Cleo Watson presents herself as having skills in Strategic Communications in political campaigns which she has applied in jobs such as her recent – very brief – period as an intern for Michael Gove (whether that included responsibility for leaking documents is not known). Her boss at the Vote Leave campaign is Matthew Elliott, a regular advocate of cutting government spending, including those which he agrees would entail ‘…a painful process for public service workers’. A previous practitioner of this policy was the Blair government which applied the Private Finance Initiative (PFI) policy of encouraging private investment in, among other concerns, the NHS. In 2001 Jon Sussex of the Office of Health Economics recalled that in May 1997 the Blair government ‘enthusiastically advanced PFI in all parts of the public sector’. Between then and 2001 some 85 percent of the funding of major NHS capital projects came from private sources , with PFI expanding from new hospital buildings to services such as information technology, scanners and so on. This policy was carried on by the Tory government under the 2012 Health and Social Care Act, so that in April 2015 the Minister of Health Jeremy Hunt signed a deal worth an estimated £780 million with a number of private firms to take over work done previously by the NHS. But there were serious questions to be asked about some of those firms. Vanguard had been in trouble over a programme of ‘rushed’ operations with serious complications for the patients. In one of the last PFI decisions by Labour’s Health Secretary Andy Burnham the Hinchinbrooke Hospital in Cambridgeshire was handed over to Circle Healthcare, which in January 2015 was trying to withdraw after being assessed as ‘inadequate’ and itself rating the deal as ‘no longer financially viable’.
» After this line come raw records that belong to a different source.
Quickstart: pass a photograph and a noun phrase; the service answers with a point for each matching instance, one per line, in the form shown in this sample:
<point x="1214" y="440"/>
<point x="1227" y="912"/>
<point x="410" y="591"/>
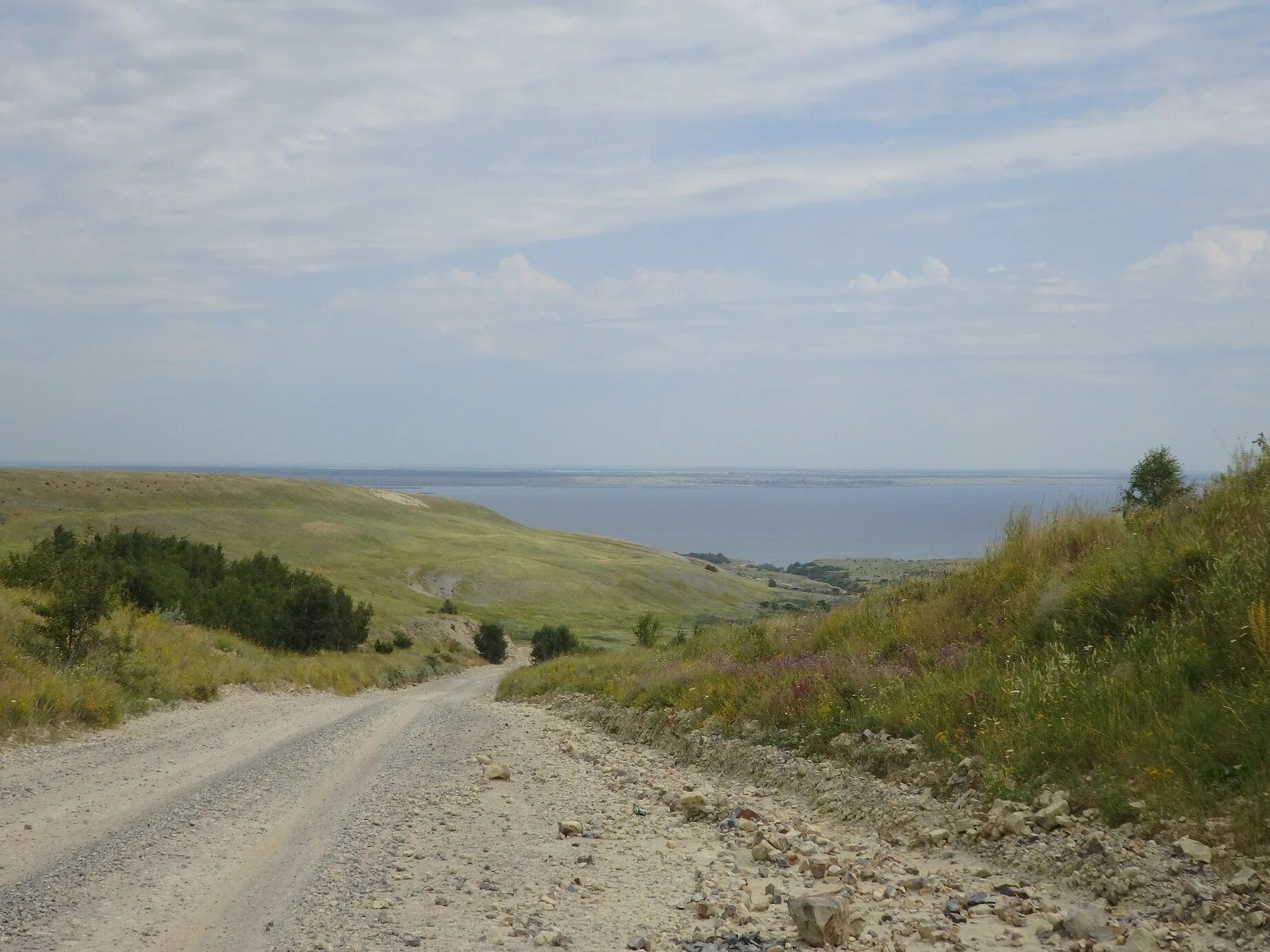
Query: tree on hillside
<point x="78" y="600"/>
<point x="648" y="630"/>
<point x="553" y="640"/>
<point x="492" y="642"/>
<point x="1156" y="480"/>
The present Referendum about European Union is not the first. In 1975 the Wilson government organised one which resulted in a 67 percent vote in favour of membership of the European Economic Community. But since then enough problems have accumulated to cause another vote. Which should encourage all who participate to reflect on the mass of evidence about the persistent chaos of capitalism in Europe and across the world and to consider some response other than obediently opting for one side or the other in a contest between two disasters.